In Italy, research in this sector is of vital importance to obtain useful information on prevention to meet the requirements of a rapid evolution of knowledge in the biomolecular field and to develop the epidemiological surveillance of work related tumours. Furthermore, in recent years there has been a marked increase in legal disputes between exposed workers (or formerly exposed workers) and employers over prevention of exposure to carcinogenic substances and insurance claims. These elements help to explain the importance Italian experts give to this subject compared with other research priority studies mentioned previously.4 10

The other priority issue that emerged from the present study was quality in occupational medicine. The very few studies on this topic that are published in Italy highlights the gap between the demand that emerged in this survey and the OSH research projects currently undertaken.

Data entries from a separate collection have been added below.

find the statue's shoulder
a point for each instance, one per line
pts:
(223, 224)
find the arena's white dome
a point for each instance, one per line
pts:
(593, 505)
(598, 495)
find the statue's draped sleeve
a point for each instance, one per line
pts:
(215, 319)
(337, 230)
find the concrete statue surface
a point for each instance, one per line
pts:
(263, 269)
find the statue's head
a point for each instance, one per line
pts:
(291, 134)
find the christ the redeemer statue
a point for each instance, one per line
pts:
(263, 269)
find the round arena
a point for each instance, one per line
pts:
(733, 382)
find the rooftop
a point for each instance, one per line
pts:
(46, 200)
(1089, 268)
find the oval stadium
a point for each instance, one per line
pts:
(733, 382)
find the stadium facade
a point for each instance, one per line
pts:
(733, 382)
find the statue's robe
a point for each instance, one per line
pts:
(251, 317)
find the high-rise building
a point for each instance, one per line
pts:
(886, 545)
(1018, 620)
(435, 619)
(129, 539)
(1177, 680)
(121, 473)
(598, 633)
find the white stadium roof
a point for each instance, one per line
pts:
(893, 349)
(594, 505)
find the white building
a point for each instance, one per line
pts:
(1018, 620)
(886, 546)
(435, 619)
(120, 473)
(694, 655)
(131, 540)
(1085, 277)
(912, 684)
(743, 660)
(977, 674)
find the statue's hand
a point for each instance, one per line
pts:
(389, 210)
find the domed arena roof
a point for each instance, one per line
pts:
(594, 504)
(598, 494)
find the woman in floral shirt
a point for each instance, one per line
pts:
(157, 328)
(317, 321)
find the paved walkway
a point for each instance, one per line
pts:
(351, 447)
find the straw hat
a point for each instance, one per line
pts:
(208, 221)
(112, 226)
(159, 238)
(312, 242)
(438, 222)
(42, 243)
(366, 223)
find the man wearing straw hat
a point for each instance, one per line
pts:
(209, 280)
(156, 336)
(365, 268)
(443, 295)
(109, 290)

The Italian Association of Occupational Health and Industrial Hygiene recently set up a working party to study and develop quality in occupational medicine.

Although no significant differences were found in the rank order attributed to the five macrosectors, the sector entitled “research methods, approaches, and strategies” stands out from the rest. This finding is interesting as it reflects the way recent OSH research has developed compared with the past when more emphasis was given to diseases, risk factors, or productive sectors. Some international studies, such as the survey to identify research priorities in the United States, have also attributed great importance to this sector. Of the 21 topics in the NORA, as many as eight come under the major heading research tools and approaches.

Without losing sight of methodological differences and the specific situation in each country, it is worth making a comparison with similar initiatives such as the NORA programme and Delphi studies undertaken in other countries, as they have led to the identification of many common research areas. More than half of the topics in the 21 research priorities are the same as those identified in our study.8

This induces us to reflect that since occupational health problems are common to all workplaces, a better understanding and evaluation of these issues would make it possible to tackle them in a more organised way, thereby optimising the use of available resources.

In view of the highly qualified specialists who took part in this survey and the degree of consensus reached, we can conclude that the present study (the first of its kind in Italy) offers a valid contribution to research planning in the Italian OSH sector.